Is privacy compromised when sharing SHA-1 hashed URLs?

It's better but not perfect.

While it is (currently) impossible to get the URL for a given hash, of course every URL has the same hash.

So it is not possible to see all the URLs a user browses, but it is quite likely to get most of them.

While it isn’t possible to see user A visits HASH1 and conclude that HASH1 means fancyDomainBelongingToUserA-NoOneElseVisits.com, it is for example possible to just calculate the hash for CheatOnMyWife.fancytld and then see which users visit that site.

I wouldn’t consider that to be protecting the users privacy.

Also just matching users who visit a lot of similar domains can be pretty revealing.
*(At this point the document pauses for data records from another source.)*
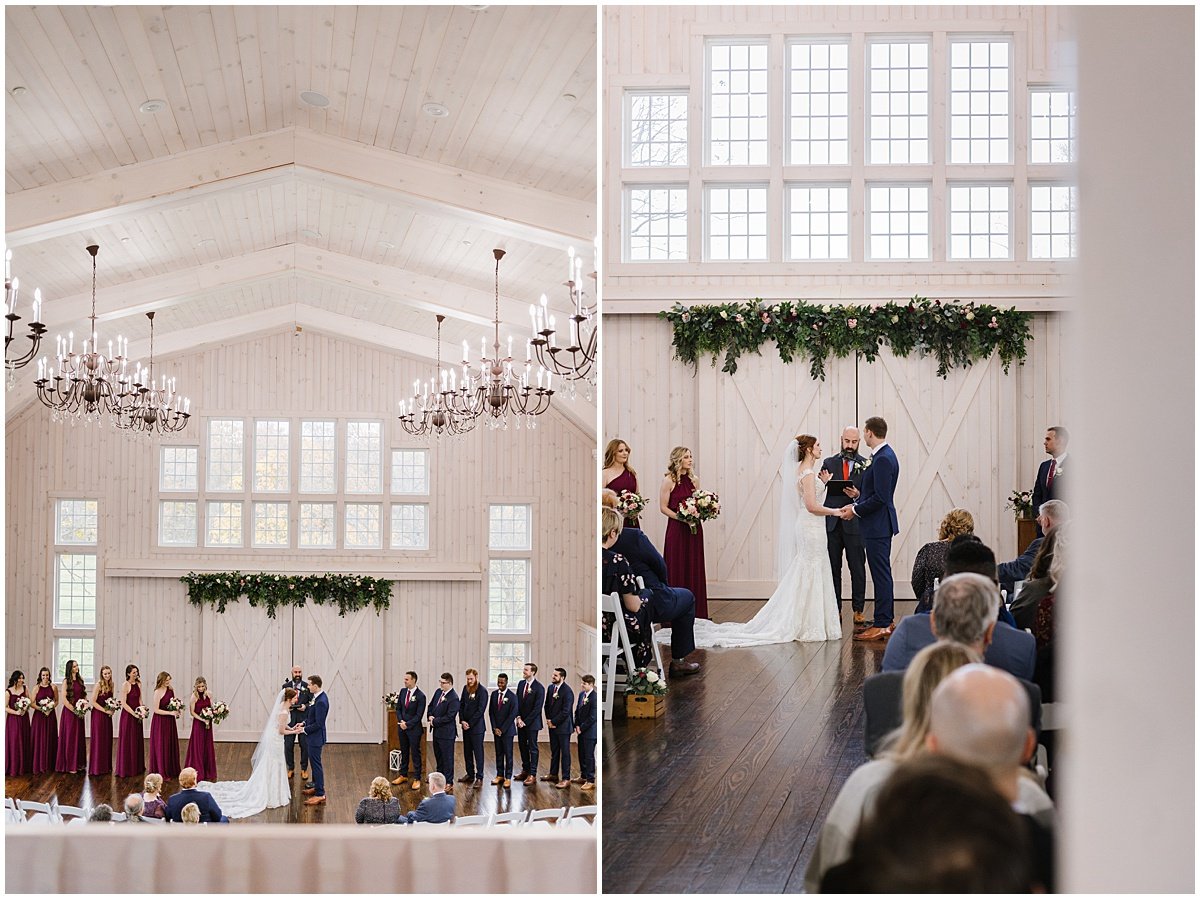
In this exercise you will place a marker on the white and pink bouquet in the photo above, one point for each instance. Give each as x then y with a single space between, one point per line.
630 504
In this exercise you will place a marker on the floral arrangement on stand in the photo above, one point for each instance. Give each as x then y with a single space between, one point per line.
349 593
958 334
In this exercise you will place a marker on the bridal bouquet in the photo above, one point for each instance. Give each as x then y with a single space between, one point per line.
630 504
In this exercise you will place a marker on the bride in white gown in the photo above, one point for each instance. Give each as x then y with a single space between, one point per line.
268 786
803 606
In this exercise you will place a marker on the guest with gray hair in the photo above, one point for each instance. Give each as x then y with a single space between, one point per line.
965 610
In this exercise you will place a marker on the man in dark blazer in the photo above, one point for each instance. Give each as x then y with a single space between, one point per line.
472 708
844 534
1045 486
531 699
876 513
443 715
561 723
502 712
210 811
586 732
411 725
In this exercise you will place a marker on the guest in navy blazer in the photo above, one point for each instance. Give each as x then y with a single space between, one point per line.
209 809
443 714
559 702
586 732
502 711
411 726
531 699
472 708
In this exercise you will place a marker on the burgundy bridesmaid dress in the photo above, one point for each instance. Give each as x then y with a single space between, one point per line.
18 749
625 480
202 754
684 551
100 755
165 741
72 747
131 739
43 733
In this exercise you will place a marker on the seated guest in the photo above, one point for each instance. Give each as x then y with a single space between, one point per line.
617 576
965 609
1053 514
189 793
937 827
379 807
437 808
930 562
666 605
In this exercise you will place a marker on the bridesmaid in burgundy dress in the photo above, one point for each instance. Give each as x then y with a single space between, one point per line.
72 747
45 727
683 551
18 751
100 756
163 730
201 753
618 474
131 739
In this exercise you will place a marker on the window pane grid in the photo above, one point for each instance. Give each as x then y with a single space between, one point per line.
899 222
508 595
737 105
899 103
979 222
658 223
658 130
75 591
271 462
979 120
76 521
737 223
819 127
819 222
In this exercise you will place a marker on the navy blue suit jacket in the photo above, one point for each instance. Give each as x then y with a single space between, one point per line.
503 718
529 703
876 508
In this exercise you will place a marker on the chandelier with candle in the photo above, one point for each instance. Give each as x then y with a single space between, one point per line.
147 407
432 408
575 361
87 384
497 389
36 329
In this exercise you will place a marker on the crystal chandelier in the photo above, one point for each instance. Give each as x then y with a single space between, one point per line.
496 389
89 384
147 408
432 409
575 361
36 329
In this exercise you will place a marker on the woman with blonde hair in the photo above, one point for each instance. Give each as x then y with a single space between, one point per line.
929 565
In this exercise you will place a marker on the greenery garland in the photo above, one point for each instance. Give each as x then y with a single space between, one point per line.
349 593
958 334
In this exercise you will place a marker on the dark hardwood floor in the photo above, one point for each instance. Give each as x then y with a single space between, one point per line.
727 791
349 768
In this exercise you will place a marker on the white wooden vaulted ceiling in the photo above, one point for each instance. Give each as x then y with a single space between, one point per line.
207 210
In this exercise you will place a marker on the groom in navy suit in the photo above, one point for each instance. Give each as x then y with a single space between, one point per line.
876 513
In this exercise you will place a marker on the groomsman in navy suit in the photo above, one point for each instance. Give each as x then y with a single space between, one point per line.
876 513
586 731
559 700
502 711
472 707
443 713
531 699
411 724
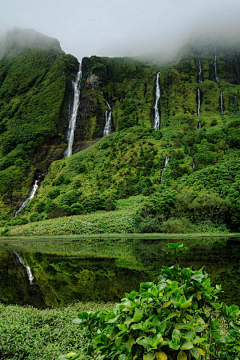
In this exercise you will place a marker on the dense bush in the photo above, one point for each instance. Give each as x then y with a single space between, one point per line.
176 318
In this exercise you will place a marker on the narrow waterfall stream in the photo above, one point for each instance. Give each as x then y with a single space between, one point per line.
108 121
72 122
215 67
29 272
200 73
199 103
32 194
199 80
221 102
157 121
164 169
235 105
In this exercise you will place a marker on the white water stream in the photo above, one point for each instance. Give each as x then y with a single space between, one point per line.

I think it's good that you want to protect a user's privacy, but what you're building seems to be opposed to protecting privacy, so I don't think it's possible to do with a simple setup (e.g. client sending url, in whatever form, directly to your backend service).
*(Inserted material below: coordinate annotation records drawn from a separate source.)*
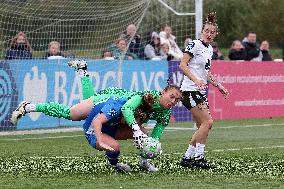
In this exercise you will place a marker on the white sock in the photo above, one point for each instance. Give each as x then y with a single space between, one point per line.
30 108
82 73
199 150
189 152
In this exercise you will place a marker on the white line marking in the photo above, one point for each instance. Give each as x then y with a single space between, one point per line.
76 129
41 138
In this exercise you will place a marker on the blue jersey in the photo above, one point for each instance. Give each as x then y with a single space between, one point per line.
111 108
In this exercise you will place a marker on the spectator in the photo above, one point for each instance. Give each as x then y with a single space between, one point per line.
187 41
20 48
237 51
251 46
264 54
54 51
217 55
119 51
134 40
107 55
164 51
152 49
167 37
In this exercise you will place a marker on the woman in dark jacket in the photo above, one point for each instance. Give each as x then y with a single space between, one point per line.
237 51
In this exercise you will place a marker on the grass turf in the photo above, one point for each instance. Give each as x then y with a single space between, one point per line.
248 153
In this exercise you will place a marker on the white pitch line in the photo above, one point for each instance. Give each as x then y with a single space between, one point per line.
75 129
41 138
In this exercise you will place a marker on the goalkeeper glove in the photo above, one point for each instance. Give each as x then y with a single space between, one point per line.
138 136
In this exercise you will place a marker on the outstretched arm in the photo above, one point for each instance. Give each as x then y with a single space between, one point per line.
212 79
129 107
163 120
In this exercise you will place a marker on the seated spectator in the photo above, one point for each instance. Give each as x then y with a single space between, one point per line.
164 51
237 51
167 37
119 51
54 51
187 41
107 55
152 49
217 55
251 46
264 54
135 42
20 48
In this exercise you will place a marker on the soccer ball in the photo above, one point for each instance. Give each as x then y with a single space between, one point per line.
151 148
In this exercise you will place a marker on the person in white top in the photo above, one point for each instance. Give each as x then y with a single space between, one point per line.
195 65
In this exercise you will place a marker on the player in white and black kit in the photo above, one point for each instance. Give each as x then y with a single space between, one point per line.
195 65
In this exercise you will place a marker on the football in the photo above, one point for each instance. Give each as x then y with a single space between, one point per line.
151 148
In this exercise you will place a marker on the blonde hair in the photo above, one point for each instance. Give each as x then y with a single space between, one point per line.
211 19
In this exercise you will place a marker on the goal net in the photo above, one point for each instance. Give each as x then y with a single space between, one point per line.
84 29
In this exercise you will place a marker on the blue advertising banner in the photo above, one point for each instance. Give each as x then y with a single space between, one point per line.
53 81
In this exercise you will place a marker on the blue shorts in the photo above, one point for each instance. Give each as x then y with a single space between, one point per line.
111 108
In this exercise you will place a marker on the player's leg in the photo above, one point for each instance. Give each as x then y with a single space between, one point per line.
202 115
124 132
75 113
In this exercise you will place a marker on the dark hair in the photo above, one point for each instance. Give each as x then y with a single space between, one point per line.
171 86
211 19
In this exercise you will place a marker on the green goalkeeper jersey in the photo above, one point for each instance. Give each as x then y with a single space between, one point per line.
158 113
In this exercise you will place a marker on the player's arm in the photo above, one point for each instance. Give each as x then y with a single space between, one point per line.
97 125
163 120
213 80
129 107
187 56
127 111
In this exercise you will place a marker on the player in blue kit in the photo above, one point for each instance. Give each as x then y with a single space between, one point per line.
104 126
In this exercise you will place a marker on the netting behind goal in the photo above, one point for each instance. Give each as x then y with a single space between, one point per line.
84 29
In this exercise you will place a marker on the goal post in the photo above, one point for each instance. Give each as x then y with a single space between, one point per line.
84 30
As others have noted, hashing using sha1 is a good first step, but it only achieves privacy against humans risking a quick glance into the database. It doesn't give you much privacy against algorithms designed to analyze the database contents.

You're leaking more than the visited url, too: The user also tells you at what time he was online and looked at the given url if you're doing real-time checking.
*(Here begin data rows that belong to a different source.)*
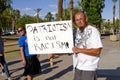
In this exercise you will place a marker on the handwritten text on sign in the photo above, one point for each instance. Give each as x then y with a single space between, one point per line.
50 37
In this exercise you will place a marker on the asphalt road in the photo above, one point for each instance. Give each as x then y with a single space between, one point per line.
109 65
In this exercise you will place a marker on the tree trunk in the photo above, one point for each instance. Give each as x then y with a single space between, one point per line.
60 9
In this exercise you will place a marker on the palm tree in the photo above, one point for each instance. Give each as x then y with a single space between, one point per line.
15 14
114 10
60 9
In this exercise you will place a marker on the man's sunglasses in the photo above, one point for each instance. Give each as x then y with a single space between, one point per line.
20 31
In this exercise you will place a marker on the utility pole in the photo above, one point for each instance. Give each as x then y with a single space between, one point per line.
119 23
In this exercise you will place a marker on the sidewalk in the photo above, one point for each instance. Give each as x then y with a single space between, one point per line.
109 66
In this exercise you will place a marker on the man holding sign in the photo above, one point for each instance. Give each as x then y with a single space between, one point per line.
30 61
87 49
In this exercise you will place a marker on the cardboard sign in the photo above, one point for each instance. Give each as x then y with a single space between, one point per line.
50 37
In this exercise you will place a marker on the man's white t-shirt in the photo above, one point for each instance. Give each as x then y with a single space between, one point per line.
89 38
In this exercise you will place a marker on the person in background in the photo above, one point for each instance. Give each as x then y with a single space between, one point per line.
30 61
3 63
87 49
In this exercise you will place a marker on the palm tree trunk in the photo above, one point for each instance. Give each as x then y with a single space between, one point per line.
60 9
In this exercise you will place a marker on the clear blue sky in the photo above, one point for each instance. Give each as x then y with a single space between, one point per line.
29 6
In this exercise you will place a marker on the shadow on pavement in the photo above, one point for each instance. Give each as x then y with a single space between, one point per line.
68 69
109 74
A few others have suggested solutions to mitigate the privacy issues. While they're all better than not doing anything, they don't solve the problem. For example, Google's solution of only sending 32 bits of the hash looks nice, but that still only maps all existing urls to a hash table with 4 billion slots. Some of these slots may contain a large number of entries, but since not all urls are equally likely to be visited (for example, facebook urls are much more likely to be visited than some primary school's homepage) and the urls of a single domain will most likely be hashed fairly evenly over the 4 billion available slots, it will still be quite easy to guess, given a set of full urls which hash to the same 32 bit prefix, which url was actually visited (especially for google, who has pagerank data on a huge number of urls out there...)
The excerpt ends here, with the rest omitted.